David Walker was against the idea of African-American colonization. He thought that the United States belonged more to the slaves than it did the whites because slavery and its products made up a lot of the US economy. He also called for slave revolts so stridently that William Lloyd Garrison, a prominent abolitionist, publicly objected to his views.
Alexander Crummell, on the other hand, thought that African-Americans should move to Liberia in order to spread Christianity and Western culture there. Crummell's worldview may have been shaped by his mission work and living overseas. Crummell was the first black man to graduate from Cambridge. He also experienced racism in his early years at Noyes Academy in New Hampshire. Crummell would go on to found the American Negro Academy. His goal was to educate black men so that they could go overseas and benefit an entire continent. His early experiences with racism may have led him to the conclusion that it would be hard for African-Americans to be treated fairly in the US.
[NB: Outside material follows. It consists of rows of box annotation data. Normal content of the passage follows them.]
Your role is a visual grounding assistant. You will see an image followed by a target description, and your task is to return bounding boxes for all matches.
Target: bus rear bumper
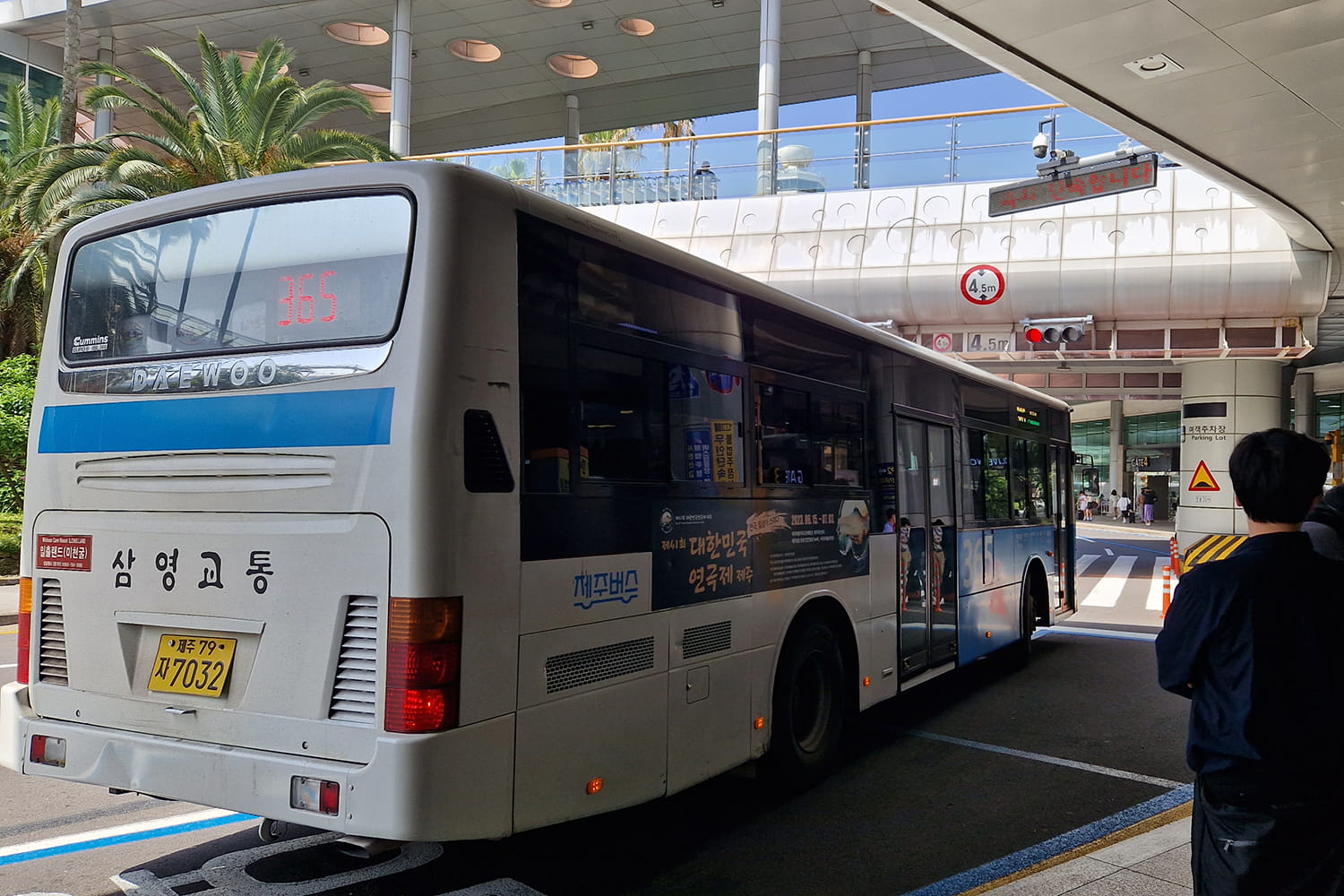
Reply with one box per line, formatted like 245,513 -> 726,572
0,683 -> 513,841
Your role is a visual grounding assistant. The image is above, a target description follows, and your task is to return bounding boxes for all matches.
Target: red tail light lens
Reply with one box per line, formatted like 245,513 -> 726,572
384,688 -> 457,734
383,598 -> 462,734
18,576 -> 32,685
387,643 -> 459,688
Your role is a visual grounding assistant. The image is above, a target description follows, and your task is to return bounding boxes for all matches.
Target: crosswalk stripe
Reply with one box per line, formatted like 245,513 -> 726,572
1074,554 -> 1101,578
1083,556 -> 1139,607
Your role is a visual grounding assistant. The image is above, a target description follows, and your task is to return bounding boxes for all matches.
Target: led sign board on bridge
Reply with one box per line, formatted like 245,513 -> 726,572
989,153 -> 1158,218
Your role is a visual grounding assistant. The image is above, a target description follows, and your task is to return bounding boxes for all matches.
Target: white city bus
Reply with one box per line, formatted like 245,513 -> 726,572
0,162 -> 1073,840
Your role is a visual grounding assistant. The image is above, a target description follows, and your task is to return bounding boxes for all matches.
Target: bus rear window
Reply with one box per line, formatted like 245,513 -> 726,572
62,194 -> 411,364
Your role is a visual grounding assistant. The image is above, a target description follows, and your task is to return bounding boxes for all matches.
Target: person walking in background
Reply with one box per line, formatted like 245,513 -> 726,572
1156,428 -> 1344,896
1140,485 -> 1158,525
1303,487 -> 1344,560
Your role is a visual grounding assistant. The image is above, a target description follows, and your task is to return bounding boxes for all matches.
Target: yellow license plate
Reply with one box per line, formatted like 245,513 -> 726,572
150,634 -> 238,697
Walker, a free black man living in the pre–Civil War United States, strongly opposed colonization. Many people thought the "problem" of black people in the United States could be solved by sending black people living in the United States back to Africa. Walker disagreed and became one of the founders of the Massachusetts General Colored Association, a group which fought against deporting black people to other parts of the world, such as Liberia. Instead, he wanted to end slavery and discrimination in America. He died, however, in 1830, decades before the dream of abolition came to fruition.
Like Walker, Crummel, also black, initially opposed colonization of Africa by US black people. However, he later changed his mind. After he traveled to Liberia as an Episcopal missionary in 1853, he came to strongly support colonization of Africa by US black people. He thought American black people had a special responsibility to bring western civilization and the Christian religion to the African continent.